For many weeks following the German Offensive, readers of the Ashbourne Telegraph had read news of soldiers, killed, wounded, missing or being held prisoner by the Germans.
The ‘Local Military Items’ this week were less harrowing. First was news that Sergeant Charles Bowler of the Sherwood Foresters had been awarded the Distinguished Conduct Medal.
Bowler, who had worked for the Great Northern Railway Company at Derby, enlisted in August 1914, serving first in the Dardanelles before being drafted to France.
In a letter to his parents in Old Derby Road, Ashbourne he said:
“I think I am a the first from Ashbourne to win it. I should like to have it presented to me at home when I come to get it.”
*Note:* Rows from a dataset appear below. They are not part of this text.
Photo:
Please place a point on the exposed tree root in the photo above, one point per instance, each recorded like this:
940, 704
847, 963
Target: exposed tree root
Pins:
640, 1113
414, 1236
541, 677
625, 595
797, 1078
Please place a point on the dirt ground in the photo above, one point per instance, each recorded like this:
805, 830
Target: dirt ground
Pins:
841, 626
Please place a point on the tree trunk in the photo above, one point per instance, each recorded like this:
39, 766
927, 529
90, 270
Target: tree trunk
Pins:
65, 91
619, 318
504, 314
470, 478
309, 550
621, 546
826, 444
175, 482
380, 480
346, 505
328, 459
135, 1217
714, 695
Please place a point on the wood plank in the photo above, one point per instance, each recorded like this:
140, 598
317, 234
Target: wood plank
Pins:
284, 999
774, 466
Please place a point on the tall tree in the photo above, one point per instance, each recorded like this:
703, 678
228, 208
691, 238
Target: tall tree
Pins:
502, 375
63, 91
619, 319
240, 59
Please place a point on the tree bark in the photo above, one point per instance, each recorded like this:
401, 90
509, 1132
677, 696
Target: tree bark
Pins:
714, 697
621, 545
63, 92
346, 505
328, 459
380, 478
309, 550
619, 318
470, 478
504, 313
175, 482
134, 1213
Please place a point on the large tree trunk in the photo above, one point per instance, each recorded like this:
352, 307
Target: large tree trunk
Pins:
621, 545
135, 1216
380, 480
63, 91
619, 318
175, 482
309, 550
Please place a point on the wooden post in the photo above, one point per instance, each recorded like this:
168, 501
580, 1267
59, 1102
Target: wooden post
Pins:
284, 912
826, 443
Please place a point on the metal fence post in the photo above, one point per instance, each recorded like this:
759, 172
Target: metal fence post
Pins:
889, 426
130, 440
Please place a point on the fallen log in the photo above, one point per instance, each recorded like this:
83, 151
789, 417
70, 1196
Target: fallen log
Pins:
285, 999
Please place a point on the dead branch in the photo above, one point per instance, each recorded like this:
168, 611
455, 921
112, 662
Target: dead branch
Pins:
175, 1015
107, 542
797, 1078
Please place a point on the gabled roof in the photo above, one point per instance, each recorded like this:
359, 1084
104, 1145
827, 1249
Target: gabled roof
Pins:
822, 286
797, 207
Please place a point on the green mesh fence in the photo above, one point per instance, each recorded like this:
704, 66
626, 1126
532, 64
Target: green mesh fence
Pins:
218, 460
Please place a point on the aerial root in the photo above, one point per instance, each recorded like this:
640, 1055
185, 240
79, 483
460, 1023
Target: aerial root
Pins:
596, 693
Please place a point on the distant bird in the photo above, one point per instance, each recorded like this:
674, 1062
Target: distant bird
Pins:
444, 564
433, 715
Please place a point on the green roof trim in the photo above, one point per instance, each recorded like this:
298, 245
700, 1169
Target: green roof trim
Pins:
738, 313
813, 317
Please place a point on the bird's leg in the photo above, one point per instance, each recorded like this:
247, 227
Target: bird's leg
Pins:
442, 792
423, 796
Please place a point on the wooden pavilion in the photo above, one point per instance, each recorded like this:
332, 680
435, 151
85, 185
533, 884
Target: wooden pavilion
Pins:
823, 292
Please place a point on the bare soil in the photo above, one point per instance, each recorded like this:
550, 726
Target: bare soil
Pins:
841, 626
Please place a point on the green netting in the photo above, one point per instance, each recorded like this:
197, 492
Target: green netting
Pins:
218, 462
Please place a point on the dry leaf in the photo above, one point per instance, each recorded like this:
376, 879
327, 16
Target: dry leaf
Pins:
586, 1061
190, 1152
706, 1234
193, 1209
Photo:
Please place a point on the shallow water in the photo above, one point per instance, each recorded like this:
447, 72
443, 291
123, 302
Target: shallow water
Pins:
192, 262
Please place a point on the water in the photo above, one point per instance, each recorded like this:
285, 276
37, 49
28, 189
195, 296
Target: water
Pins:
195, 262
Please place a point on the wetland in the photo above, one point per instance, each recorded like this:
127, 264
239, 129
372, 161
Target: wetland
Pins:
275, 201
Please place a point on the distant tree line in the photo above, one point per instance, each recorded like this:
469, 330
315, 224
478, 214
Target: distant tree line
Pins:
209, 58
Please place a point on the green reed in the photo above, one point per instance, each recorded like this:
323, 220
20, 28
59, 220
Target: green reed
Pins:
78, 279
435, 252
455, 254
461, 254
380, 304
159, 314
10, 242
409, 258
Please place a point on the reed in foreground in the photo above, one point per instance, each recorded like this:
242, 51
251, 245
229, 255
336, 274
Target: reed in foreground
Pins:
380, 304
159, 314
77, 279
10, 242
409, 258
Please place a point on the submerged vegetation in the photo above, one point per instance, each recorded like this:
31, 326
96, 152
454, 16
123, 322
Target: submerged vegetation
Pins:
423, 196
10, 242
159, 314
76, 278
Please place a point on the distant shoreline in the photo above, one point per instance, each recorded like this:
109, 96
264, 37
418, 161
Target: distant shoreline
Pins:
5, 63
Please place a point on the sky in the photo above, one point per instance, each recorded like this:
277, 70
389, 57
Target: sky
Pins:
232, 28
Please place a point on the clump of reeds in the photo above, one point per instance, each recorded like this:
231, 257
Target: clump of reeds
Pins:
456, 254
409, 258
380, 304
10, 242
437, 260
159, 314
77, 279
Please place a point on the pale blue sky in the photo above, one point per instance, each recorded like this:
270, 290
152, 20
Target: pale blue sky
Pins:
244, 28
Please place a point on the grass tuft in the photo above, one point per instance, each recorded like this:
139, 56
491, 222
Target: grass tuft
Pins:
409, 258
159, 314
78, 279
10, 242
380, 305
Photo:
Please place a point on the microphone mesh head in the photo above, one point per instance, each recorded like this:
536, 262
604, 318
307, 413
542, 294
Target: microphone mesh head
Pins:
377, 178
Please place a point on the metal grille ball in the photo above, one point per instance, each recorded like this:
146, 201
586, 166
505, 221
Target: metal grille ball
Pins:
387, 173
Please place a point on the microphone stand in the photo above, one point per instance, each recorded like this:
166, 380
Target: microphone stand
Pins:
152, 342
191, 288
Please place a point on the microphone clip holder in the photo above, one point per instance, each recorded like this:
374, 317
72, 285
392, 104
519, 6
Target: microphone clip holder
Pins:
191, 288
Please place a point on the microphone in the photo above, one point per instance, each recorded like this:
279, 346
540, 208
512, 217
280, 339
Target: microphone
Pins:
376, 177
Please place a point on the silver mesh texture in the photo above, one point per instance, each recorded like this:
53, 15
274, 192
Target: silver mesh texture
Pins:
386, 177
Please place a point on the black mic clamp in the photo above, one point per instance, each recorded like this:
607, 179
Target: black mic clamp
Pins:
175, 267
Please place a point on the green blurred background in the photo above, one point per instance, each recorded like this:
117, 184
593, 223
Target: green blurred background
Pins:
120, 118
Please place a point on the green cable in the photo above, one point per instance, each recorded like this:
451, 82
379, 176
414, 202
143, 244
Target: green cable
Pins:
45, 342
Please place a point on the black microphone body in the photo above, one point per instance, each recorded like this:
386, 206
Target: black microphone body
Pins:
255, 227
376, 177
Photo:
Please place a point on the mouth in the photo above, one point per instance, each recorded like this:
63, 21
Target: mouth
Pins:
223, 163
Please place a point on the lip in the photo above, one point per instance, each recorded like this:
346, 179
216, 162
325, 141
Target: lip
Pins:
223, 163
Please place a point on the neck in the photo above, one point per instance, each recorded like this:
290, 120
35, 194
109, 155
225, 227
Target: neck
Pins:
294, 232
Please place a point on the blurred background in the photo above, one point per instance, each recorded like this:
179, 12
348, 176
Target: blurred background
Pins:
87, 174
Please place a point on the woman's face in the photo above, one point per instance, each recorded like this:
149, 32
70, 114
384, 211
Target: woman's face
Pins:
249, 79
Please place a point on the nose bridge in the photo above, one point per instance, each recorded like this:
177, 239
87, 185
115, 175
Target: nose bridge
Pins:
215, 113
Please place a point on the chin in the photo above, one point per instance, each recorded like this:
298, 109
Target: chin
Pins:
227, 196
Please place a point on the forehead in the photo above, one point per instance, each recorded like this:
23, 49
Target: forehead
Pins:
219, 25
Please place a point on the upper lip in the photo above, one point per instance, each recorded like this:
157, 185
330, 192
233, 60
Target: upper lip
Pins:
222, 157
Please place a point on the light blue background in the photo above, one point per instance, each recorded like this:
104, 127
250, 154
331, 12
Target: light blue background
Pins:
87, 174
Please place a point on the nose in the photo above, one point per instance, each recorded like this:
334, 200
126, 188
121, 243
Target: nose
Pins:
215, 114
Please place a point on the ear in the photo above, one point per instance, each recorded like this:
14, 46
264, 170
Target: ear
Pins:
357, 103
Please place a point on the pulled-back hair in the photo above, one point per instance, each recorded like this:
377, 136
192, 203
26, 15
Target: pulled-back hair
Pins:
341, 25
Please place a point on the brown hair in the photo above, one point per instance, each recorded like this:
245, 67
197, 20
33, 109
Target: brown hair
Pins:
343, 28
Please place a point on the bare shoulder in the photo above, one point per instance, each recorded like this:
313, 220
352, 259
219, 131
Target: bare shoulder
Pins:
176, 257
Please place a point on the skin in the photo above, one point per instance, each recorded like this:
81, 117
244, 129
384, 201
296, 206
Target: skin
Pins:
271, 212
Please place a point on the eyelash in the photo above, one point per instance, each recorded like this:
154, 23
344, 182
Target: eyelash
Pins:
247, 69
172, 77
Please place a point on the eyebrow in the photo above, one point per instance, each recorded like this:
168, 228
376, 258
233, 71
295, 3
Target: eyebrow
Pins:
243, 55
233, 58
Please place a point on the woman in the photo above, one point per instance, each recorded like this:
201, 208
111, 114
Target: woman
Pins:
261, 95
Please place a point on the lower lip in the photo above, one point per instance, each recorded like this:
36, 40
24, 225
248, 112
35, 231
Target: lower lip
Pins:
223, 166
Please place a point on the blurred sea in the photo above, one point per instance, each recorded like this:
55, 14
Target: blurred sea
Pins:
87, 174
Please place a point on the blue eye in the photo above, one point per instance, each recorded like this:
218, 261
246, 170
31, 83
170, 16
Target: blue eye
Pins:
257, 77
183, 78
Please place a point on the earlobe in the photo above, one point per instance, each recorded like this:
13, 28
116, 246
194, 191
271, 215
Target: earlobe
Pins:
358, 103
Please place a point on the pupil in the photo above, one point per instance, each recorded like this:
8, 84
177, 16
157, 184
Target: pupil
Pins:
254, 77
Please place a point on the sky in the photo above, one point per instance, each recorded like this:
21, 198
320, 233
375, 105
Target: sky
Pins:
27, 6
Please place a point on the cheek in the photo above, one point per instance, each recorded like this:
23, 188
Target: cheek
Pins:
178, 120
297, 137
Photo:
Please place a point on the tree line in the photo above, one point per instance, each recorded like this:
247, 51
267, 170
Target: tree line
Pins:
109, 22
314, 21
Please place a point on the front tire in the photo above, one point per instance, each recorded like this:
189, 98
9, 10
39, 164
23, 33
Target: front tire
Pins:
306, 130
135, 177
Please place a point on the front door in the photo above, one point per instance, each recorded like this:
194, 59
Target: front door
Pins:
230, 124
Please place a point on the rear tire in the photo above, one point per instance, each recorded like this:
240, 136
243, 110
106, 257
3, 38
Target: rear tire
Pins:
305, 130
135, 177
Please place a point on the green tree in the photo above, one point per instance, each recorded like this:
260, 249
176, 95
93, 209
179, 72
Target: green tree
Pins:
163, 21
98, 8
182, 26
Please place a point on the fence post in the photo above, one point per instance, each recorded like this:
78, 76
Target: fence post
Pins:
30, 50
He had three brothers also serving: Private Jack Bowler, Sherwood Foresters; Private Timothy Bowler, Artisan Company; and Private Frank Bowler, Dublin Fusiliers, who had been wounded and was being treated at Stamford, Lincolnshire.
There were many families with several sons in uniform, and it had been many months since the Telegraph had discontinued its King and Country ‘scrapbook’ feature which each week carried details of men serving – but this week brothers Lawrence and Arthur Marple were introduced to readers.
The men were sons of magistrate JT Marple of Hulland House, Church Street. Sergeant-Major Lawrence Marple had been in Canada at the outbreak of war and had joined up the following week.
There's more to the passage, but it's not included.